Sempre più cittadini rinunciano alle cure per colpa dei tempi d’attesa. Questo il quadro che emerge dall’indagine condotta da Cisl Lombardia e rivolta a 11.520 associati, i cui risultati sono stati presentati lo scorso 27 giugno a Milano.
RINUNCIA Sei iscritti su dieci hanno rinunciato spesso nel corso dell’ultimo anno alle cure per le lunghe liste d’attesa. «Il tempo massimo d’attesa, previsto dal codice di priorità nell’impegnativa, non è stato rispettato in quasi la metà delle visite di specialistica ambulatoriale con priorità urgente – si legge nel report di Cisl – Per le altre priorità ovvero breve e differibile, il mancato rispetto del tempo d’attesa è stato superiore nel 40% dei casi». Tempi che non riguardano solo l’attesa per una visita o un esame, ma anche per gli accessi ai pronto soccorso dove
il tempo d’attesa tra la presa in carico del paziente e il ricovero in reparto è stato in media di otto ore, con picchi fino a 48 ore.
CRONICITA’ Una situazione che mette in difficoltà migliaia di persone, molte delle quali con patologie gravi e croniche. «Più della metà degli intervistati ha almeno una patologia cronica – si analizza nell’indagine Cisl – Un intervistato su cinque ha due o più cronicità e tra i pazienti con malattie croniche, la rinuncia alle cure è numerosa: circa una persona su due ha rinunciato a curarsi per tempi d’attesa e scomodità della struttura». Una scelta quasi obbligata che spinge solo il 7.2% degli intervistati con patologie croniche a fare ricorso a misure di assistenza domiciliare integrata, spesso attivate dai medici di famiglia. Un percorso che, seppur nell’insieme positivo, è risultato critico sempre per la troppa attesa.

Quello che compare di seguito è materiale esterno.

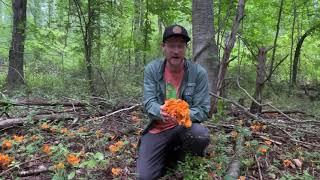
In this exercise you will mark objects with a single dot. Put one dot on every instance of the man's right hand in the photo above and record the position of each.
(165, 116)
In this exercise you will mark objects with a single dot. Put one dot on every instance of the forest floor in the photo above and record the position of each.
(65, 140)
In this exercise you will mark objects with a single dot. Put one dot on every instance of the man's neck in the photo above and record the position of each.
(175, 69)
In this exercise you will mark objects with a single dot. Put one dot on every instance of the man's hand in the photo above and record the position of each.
(165, 116)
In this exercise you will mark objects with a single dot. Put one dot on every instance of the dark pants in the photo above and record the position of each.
(156, 151)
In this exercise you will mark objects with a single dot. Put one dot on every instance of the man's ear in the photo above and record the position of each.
(162, 46)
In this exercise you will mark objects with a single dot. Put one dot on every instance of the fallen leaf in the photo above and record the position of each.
(18, 138)
(288, 163)
(5, 160)
(46, 148)
(6, 144)
(298, 162)
(116, 171)
(267, 142)
(58, 166)
(73, 159)
(262, 150)
(234, 134)
(64, 131)
(135, 119)
(44, 126)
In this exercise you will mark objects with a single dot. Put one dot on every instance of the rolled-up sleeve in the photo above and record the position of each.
(200, 108)
(150, 103)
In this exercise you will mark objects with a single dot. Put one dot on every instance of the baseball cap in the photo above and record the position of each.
(175, 30)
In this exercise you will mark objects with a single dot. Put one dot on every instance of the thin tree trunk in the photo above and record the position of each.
(298, 51)
(205, 50)
(292, 40)
(15, 76)
(137, 34)
(227, 52)
(50, 12)
(145, 32)
(275, 39)
(261, 75)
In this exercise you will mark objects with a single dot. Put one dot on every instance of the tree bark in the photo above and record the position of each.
(138, 34)
(275, 40)
(292, 40)
(205, 50)
(15, 76)
(261, 75)
(226, 55)
(298, 51)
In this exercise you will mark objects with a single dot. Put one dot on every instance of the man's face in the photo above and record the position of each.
(174, 49)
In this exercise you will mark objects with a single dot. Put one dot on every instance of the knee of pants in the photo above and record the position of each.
(148, 175)
(198, 131)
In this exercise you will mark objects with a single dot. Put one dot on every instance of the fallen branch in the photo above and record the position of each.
(16, 121)
(115, 112)
(286, 112)
(32, 172)
(19, 165)
(268, 139)
(44, 103)
(258, 164)
(234, 167)
(268, 104)
(298, 141)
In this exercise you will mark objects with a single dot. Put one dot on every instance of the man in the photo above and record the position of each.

CURE CARE Non solo una rinuncia legata all’esasperazione dei tempi, ma anche causata da costi onerosi, soprattutto per coloro che scelgono di rivolgersi alla sanità privata, quest’ultima scelta per ovviare al problema tempistiche. «Quasi un intervistato su due ha rinunciato alle cure per ragioni economiche – si evidenzia nell’indagine Cisl – e oltre quattro su dieci per ragioni legate alla scomodità fisica o organizzativa delle strutture sanitarie». Una spesa, quella sanitaria, il cui valore medio per ogni famiglia cresce all’aumentare del reddito e all’aumentare dell’età. Basti pensare che la spesa media nel 2022 per visite, esami e ricoveri è stata pari a 952 euro. Poco meno inferiore alle altre spese sanitarie, ovvero quelle farmaceutiche, fisioterapiche e odontoiatriche, che è ammontata a 1.184 euro, costi che non tutti possono permettersi.
A PAVIA Anche in provincia di Pavia le rinunce sono all’ordine del giorno. Il 40.1% degli intervistati per il territorio pavese rinuncia alle cure proprio per ragioni economiche, mentre il 40.5% per la scomodità della struttura e l’impossibilità di raggiungere quella più vicina. Non migliore la sanità per chi è affetto da una patologia cronica dove solo «il 7.2% degli intervistati ha fatto ricorso a misure di assistenza domiciliare integrata, attivata grazie ai medici di famiglia. Un percorso che, seppur nell’insieme positivo, è risultato critico sempre per la troppa attesa».